The buffer can be mapped on recular cached memory, agp memory, uncached memory or write combined memory, you name it. The only difference is that on some of those you may need to take care of memory coherence issues (flushing caches), depending of the kind of DMA transaction.

[b]
Yes, I do beleive that the driver should “take” your pixels but I have heard that this could crash some systems

pix=allocate_mem(quantity);
glReadPixels(…);
deallocate_mem(pix);

and yes, this has happened to me and putting a glFinish fixed it (long time ago)[/b]
I’ve seen that kind of problem and I’ve recommended the same approach, to use a glFinish to test if it was a driver bug (or, more likely, the app trashing memory). But if that happens is an OpenGL implementation bug, and it has to be fixed. With the current spec the application should be able to do whatever sees fit with the data buffer after the function call returns.

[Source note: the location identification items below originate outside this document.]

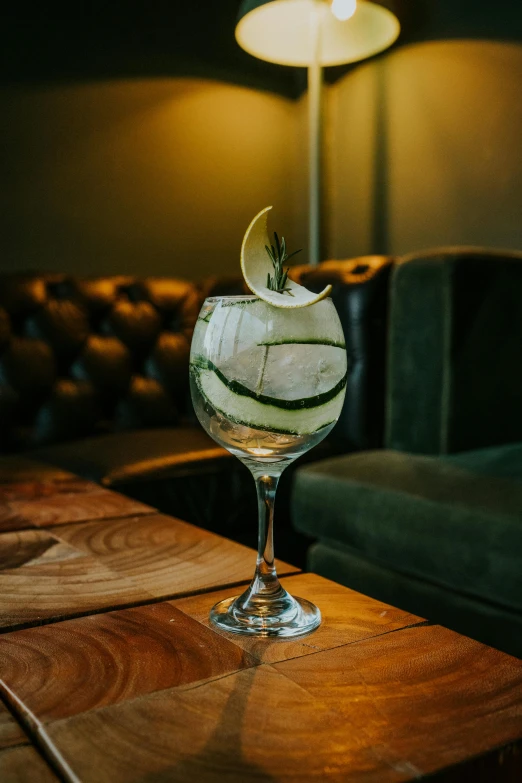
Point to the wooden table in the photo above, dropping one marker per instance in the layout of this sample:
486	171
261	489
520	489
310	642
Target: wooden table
110	672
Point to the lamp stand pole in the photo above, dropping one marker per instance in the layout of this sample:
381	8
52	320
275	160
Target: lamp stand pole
315	85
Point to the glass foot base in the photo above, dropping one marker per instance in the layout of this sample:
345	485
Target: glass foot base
285	617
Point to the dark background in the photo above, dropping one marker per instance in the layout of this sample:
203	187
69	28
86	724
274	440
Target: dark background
49	42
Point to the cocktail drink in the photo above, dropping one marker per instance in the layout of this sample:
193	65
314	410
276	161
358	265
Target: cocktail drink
268	384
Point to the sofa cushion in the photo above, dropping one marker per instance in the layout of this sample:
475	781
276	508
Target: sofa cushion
437	519
125	457
82	357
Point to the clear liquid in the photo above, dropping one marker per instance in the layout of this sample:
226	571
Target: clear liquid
267	384
247	442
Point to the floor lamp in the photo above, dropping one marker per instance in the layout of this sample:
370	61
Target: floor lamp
314	34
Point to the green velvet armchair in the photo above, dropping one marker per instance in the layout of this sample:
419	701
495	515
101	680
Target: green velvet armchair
433	522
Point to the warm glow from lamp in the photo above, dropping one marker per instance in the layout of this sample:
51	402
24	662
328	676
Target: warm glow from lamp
315	33
280	31
343	9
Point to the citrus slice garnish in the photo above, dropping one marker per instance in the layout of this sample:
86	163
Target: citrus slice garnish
256	265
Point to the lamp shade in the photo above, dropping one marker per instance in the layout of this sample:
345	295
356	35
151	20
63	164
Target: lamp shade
280	31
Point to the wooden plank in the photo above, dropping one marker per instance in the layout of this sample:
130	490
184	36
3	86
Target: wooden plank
44	578
396	707
96	566
251	725
67	668
24	765
61	501
165	556
347	617
426	695
10	731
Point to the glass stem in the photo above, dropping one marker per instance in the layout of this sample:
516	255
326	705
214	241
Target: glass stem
265	582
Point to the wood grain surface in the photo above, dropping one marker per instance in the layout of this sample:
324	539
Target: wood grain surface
165	556
347	617
43	578
23	764
392	708
67	668
95	566
11	732
118	686
425	694
58	502
254	725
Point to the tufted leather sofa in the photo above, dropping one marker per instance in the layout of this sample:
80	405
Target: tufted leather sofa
84	357
94	378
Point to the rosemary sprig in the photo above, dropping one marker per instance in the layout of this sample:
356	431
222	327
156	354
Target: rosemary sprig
278	257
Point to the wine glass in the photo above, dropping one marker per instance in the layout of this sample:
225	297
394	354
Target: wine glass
268	384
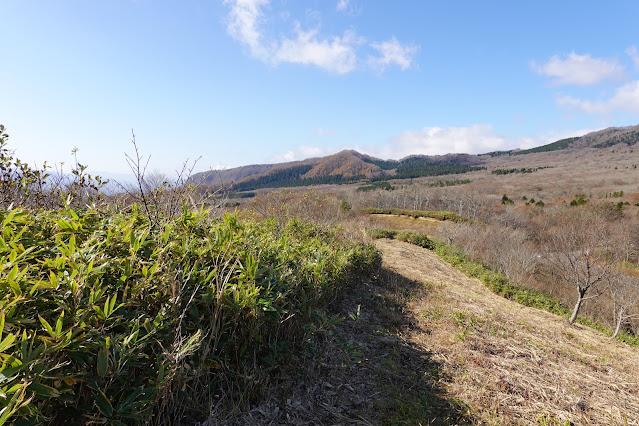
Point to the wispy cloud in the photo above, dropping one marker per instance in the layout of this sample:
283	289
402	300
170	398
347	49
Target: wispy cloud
321	132
392	52
342	5
582	70
474	139
634	55
339	54
336	54
625	98
243	24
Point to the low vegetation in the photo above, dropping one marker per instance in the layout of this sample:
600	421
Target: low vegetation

pango · April 8, 2004, 8:35pm

everyone,below is a mail I received from a NVIDIA’s engineer:

I’m assuming your processing looks like this:

CPU sends Frame1 to Texture1
GPU renders using Texture1 to Buffer1
CPU reads Buffer1
continue for Frame2…

Notice that at 1 and 3, GPU is waiting (not doing anything) and at 2 CPU is waiting.
Ideally, we should do this:

CPU sends Frame1 to Texture1
GPU renders using Texture1 to Buffer1 / CPU sends Frame2 to Texture1
CPU reads Buffer1 / GPU renders using Texture1 to Buffer1

However at 2, CPU and GPU use the same Texture1, and at 3 same Buffer1.
This will corrupt the buffers. Using multiple textures / buffers, we can do:

CPU sends Frame1 to Texture1
GPU renders using Texture1 to Buffer1 / CPU sends Frame2 to Texture2
CPU reads Buffer1 / GPU renders using Texture2 to Buffer2

Do you see we are saving time, by starting to work on frame 2 before
frame 1 finishes? Of course your application might not be able to make use
of this if you have to process frames one at a time.

so from what he said,I believe we can write to and read from GPU while it is doing some rendering,but how to implement such parallel working?How much performance can I get?